Covid19. Prassi improvvisate e difformi: ecco cosa è successo nei centri d’accoglienza

In anteprima su Redattore Sociale il primo report realizzato da Tavolo Asilo e Tavolo immigrazione e salute in 200 strutture. Mancano linee guida nazionali, solo il buonsenso ha evitato l’esplosione di focolai. Ora le organizzazioni chiedono indicazioni precise per non trovarsi di nuovo impreparate. Il ministero della Salute apre un Tavolo di coordinamento, ma senza di loro

Covid19. Prassi improvvisate e difformi: ecco cosa è successo nei centri d’accoglienza

Soluzioni fai da te e spesso improvvisate, anche in presenza di casi di coronavirus, nuovi ingressi bloccati, nessuna indicazione chiara dall’alto. E’ una fotografia in chiaroscuro quella che emerge dal primo monitoraggio in Italia sulla gestione dell’accoglienza durante l’emergenza coronavirus.

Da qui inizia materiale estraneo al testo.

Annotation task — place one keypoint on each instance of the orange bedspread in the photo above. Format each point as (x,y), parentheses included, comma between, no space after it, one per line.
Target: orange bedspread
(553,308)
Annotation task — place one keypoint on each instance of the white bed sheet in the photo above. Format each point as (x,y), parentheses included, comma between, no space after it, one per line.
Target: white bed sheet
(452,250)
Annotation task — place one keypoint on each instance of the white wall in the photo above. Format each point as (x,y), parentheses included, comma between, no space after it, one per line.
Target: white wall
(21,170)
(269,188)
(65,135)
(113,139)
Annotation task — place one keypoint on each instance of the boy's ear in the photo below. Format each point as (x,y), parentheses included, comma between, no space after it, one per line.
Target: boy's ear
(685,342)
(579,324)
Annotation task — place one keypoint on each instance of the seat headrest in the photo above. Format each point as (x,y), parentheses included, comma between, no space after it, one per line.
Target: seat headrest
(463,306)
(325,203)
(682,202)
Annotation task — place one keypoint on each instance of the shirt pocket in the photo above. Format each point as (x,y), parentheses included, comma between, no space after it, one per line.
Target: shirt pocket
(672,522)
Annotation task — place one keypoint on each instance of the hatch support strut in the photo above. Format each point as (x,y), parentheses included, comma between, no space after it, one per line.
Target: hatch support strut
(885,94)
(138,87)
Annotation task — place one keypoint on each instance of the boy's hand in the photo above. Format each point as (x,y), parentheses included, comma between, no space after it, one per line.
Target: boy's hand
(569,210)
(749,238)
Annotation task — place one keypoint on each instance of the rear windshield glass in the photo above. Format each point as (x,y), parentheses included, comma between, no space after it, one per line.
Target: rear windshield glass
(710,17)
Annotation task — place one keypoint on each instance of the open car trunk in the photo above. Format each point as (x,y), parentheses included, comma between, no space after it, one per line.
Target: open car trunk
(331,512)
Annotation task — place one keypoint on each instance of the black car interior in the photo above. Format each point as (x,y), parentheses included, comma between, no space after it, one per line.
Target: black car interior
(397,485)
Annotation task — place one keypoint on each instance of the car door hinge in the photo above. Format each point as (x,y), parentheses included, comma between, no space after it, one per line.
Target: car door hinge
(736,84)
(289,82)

Lo studio, che ha coinvolto circa  200 centri di accoglienza, è stato realizzato dalle organizzazioni che fanno parte del Tavolo Asilo Nazionale (TA) e del Tavolo Immigrazione e Salute (TIS) e che racchiudono insieme le maggiori realtà attive nella tutela dei diritti di migranti e rifugiati e nella promozione della salute e della cura (tra cui Caritas italiana, Arci, Medici senza frontiere, Intersos, Medu, Centro Astalli, Emergency). “All’insorgere dell’emergenza sanitaria ci si è trovati a fare fronte ad una serie di problematiche di gestione sanitaria e operativa delle strutture, degli ospiti e degli operatori, con la necessità di dare risposte tempestive di tipo informativo, formativo e sul piano organizzativo - spiegano nel documento che Redattore Sociale ha visionato in anteprima -. Sin dall’inizio dell’emergenza sono risultati evidenti i problemi di definizione delle misure di protezione per gli ospiti e del reperimento dei dispositivi di protezione individuale; la gestione di eventuali casi sospetti o positivi; così come l’ingresso in accoglienza delle persone alla luce del lockdown stabilito dai provvedimenti governativi.”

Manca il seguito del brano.